All-in-all, SSD tech has advanced to the stage where MLC drives are outlasting traditional HDDs and are far faster. Try not to read too much into the 'doom and gloom' stories out there because it just isn't the case any more.
Hm, got a 20" iMac C2D, can't really replace the Optical Drive here because its a PATA one.. and i need at least 250GB of Space, darn
I probably have 64GB in Applications and supporting files and folders.
An example .... ( my notebook mirrors my desktop )
My iMac has a .....
320 GB HDD internal
1 TB External ( iTunes, Aperture, & Documents Folder )
1.5 TB External ( Time Machine Backup & Files I do not want backed up )
So what is on that 320 Gig Internal Drive?
Applications and OS
Drive Stats -
Used 104.1 GB on disk
If you are surviving with a 64GB internal SSD, are you using the computer for something beside demonstrating you super fast SSD ????
I guess you could be browsing, maybe email, and a game or two????
I am curious to know what Apps you have installed ???
A 64GB SSD is more than enough for nearly every setup, when you have a mac notebook, take a look at this:
http://www.mcetech.com/optibay/. You basically only store the OS on the SSD and the rest on the HDD your MacBook shipped with, or when you want longer battery life you can even get a 4200RPM notebook drive
I'm just using the 64GB Samsung SSD in my MacBook Pro, which is more than enough space for OS X, Documents, Some videos, applications etc.

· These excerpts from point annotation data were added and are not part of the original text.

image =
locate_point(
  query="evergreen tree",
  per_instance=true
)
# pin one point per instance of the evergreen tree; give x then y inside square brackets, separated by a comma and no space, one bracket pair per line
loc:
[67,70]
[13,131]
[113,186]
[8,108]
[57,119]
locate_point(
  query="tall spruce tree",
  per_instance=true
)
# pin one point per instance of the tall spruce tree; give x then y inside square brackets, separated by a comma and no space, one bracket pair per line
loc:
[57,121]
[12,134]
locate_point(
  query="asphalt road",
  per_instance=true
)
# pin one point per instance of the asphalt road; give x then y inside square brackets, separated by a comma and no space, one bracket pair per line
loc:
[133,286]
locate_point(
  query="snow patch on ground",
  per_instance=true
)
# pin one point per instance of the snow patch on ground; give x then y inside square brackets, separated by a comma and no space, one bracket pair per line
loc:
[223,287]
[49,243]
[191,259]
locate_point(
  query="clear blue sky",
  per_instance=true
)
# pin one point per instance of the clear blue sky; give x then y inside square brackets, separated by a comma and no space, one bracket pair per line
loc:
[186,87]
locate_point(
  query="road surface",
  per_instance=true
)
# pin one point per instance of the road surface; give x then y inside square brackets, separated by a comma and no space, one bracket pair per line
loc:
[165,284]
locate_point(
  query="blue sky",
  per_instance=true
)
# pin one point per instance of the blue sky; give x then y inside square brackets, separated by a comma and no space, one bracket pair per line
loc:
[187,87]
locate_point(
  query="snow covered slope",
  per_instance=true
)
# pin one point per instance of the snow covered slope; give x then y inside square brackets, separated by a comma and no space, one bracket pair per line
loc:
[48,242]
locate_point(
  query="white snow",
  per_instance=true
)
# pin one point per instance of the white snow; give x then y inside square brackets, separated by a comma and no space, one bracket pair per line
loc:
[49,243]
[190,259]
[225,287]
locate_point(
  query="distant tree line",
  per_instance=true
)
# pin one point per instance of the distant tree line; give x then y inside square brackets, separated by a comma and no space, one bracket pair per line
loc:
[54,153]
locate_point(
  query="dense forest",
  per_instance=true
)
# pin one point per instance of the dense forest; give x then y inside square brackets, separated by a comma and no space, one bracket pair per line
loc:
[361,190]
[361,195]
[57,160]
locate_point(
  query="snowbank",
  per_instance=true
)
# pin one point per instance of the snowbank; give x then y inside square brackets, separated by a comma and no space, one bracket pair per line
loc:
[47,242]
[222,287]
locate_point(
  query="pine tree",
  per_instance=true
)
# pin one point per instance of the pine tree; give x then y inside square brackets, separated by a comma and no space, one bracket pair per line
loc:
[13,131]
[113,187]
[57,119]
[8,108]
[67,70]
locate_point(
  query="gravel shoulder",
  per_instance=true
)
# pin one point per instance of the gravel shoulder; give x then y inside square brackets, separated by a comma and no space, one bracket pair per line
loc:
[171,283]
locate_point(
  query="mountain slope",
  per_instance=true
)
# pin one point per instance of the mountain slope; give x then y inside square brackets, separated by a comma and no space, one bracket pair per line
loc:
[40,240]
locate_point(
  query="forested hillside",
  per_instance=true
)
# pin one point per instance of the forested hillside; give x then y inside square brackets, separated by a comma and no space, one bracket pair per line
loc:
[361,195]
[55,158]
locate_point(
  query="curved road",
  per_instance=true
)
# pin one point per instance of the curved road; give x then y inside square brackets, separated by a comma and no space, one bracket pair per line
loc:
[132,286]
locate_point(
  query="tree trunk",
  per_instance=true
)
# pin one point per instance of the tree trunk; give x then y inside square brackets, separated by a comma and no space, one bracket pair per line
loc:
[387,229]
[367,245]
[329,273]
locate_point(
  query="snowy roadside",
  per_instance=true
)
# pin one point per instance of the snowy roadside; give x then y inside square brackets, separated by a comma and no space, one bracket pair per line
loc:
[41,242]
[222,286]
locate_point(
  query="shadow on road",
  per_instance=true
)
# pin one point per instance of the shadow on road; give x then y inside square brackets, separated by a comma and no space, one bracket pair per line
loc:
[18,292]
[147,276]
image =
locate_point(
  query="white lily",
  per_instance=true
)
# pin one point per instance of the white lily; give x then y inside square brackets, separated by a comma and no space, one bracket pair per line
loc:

The only thing I don't carry around on it is my iTunes library and my Media Collection (DVD rips etc). Everything else fits on there quite nicely with space to spare.
The 120GB OCZ Vertex SSD is in my iMac and stores much the same, but I've a 500GB FW800 drive for all the big stuff like my iTunes library and Media collection - basically all the big files where speed isn't a big issue. This means that the OS, Applications and documents all benefit from the SSD's speed, while I still have capacity for the stuff where speed isn't a particular concern (although obviously on FW800 it's fast enough).
That was the plan really, to be able to benefit from the SSD's speed while having enough capacity on an external drive. Works great
So then the only thing you are speeding up is the OS???
All of your apps and data reside on the HDD anyway?
So when I am reading and writing large image files it's off the HDD ????
Perhaps I am missing something?
Personally I would put the OS + Applications + Documents on the SSD and use a HDD for large media collections etc. You'd be amazed how quick your system feels when the OS, Applications and Documents are all available on the SSD.
Everything BUT the /Users Folder on the SSD, the /Users Folder on the HDD, simple as that
This makes sense to me as well.
Considering on my iMac that I have 104 Gig USED it would not make sense for me to use an SSD there.
I have no doubt it would be faster, but again ... at what cost???
I would need AT LEAST a 128 Gig SSD, and even that would be cutting it close.
We are just now setting up the new Macbook Pro.
Photoshop Elements 6.0
Auction Management Software
.... installed I am using 23 Gig of HDD space. I am not finished installing all the apps I will using on the notebook. Now to be fair, the notebook will not have all the apps installed on the desktop as there as some tasks on the desktop that will not be performed on the notebook.
Of course my Documents folder ( on the MBP ) is all but empty, and probably would remain so as I would offload most documents onto the desktop once I was done with them.
I work hard at keeping the notebook drives uncluttered, and also the desktop as well.
Giving up the optical drive and installing a second drive, sounds cool but I do use the optical drive at client locations to burn disks for them and I hate having to tether external devices to the notebook when working at a clients location. I did the external burner thing for a year or so, it was a pain for me.
I know that someday I will go SSD, but at the moment the costs far far outweigh any benefits I may see. Of course this is my opinion for my case only, I am sure others would find differently.
Of course, if the price point drops fast enough, that day may come sooner for me!